Best Strategies for Creating Content for Gen Z
When creating content for Generation Z, you can let your creativity run free and push the boundaries of traditional marketing, because young audiences love brands that have something different to say. Stephanie Cooper, head of marketing at Top Writers Review, explains: “Whether you connect with Gen Z customers via email or social media, you need to find a way to stand out. Gen Z-ers are bombarded with hundreds of messages from brands every day and if they don’t find your message remotely interesting or meaningful, they will ignore you.”
Demonstrate social responsibility
An IBM study conducted in collaboration with The National Retail Federation revealed that Gen Z is more concerned about the environment and social causes than any other generation. More than half of young consumers choose brands that are ethical, inclusive, eco-friendly, and give back to the community.
Create meaningful interactions
Unlike Millennials, Gen Z isn’t motivated by rewards programs to stay loyal to a brand. To boost loyalty, you need to create meaningful interactions. Your content needs to serve a deeper purpose and offer value to the viewer. Attention and care for the customer should transpire through every ad you create.
Gen Z grew up with the Internet and they’re better than anyone at spotting fake news and generic advertising tactics. Create fun, friendly, relatable content that appeals to them and stays true to your brand values.
75% of Gen Z-ers use prefer using smartphones and 53% of them use their phones to make online purchases, according to IBM. Make sure your website, videos, and emails are optimized for mobile devices, otherwise they won’t have an impact.
Mistakes to avoid
Even with the best intentions at heart, it’s easy to miss the mark and create content that has the opposite effect to what you were hoping. Unfortunately, there are many examples of brands who thought they knew their customers and launched exaggerated marketing campaigns that weren’t at all rooted in reality. The reason for this is a disconnect between what corporations imagine Generation Z is like and what they’re actually like.

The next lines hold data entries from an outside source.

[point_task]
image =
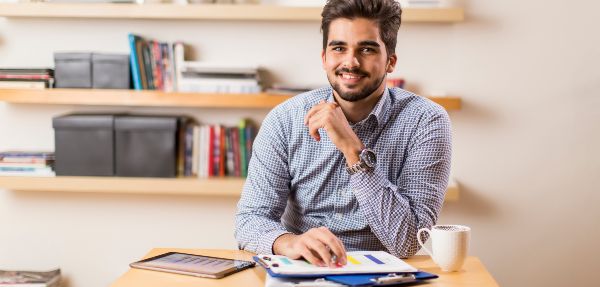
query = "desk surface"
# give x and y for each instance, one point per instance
(472, 274)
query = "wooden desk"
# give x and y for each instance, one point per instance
(473, 273)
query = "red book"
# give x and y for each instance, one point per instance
(236, 151)
(211, 145)
(222, 152)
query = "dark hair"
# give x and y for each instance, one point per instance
(386, 13)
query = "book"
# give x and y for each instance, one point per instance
(133, 56)
(24, 84)
(359, 262)
(30, 278)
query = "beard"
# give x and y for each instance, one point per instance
(354, 96)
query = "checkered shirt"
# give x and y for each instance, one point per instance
(295, 183)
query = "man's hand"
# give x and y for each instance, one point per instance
(317, 245)
(331, 118)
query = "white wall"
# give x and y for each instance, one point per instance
(525, 143)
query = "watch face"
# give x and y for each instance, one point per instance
(368, 157)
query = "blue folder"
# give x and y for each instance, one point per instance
(360, 280)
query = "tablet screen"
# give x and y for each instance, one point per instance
(195, 265)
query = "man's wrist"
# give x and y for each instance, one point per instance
(282, 243)
(351, 153)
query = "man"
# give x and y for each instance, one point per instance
(354, 166)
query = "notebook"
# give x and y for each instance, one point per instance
(359, 262)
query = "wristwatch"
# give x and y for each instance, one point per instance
(367, 161)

Here are some practices that you should avoid when creating content for Generation Z:
Don’t use corporate jargon
There’s a time and a place for fancy phrases like “industry-leading professionals”, “expand our competence”, “end-to-end digital integrations”. They’ll look great in a leaflet for business partners, in an official press release, or in a meeting with investors, but don’t expect the younger audience to be seduced by these terms. They’re too cold, impersonal, and not relatable in any way.
Don’t go over the top
At the other end, there are businesses who know that industry jargon is bad, so they try really hard to speak the language of Generation Z by overusing memes, emojis, and whatever topic is trending at the time. Only a handful of companies have managed to pull off dabbing references and Internet culture. Most of the time, this kind of content doesn’t age well, is usually cringy, and might end up on the Fellow Kids subreddit.
Don’t forget to test your campaign
Take one of the most popular drinks ever (Pepsi), a young model and influencer (Kendall Jenner) and a cause that Gen Z cares about (protests). On paper, it’s the recipe for an amazing marketing campaign. In reality, Pepsi’s commercial sparked so much outrage and controversy that the company was forced to pull it. The problem was that Pepsi was so confident they knew young people that they didn’t bother to check the script with an appropriate audience and the result was embarrassingly bad and disrespectful towards protesters.
Creating content for Generation Z can be tricky because of the age and culture difference between them and marketers. To appeal to the younger audience, you need to stay true to your brand values, drive meaningful interactions through the content you create, show that you care about social causes, and share your content on platforms where Gen Z feels at home.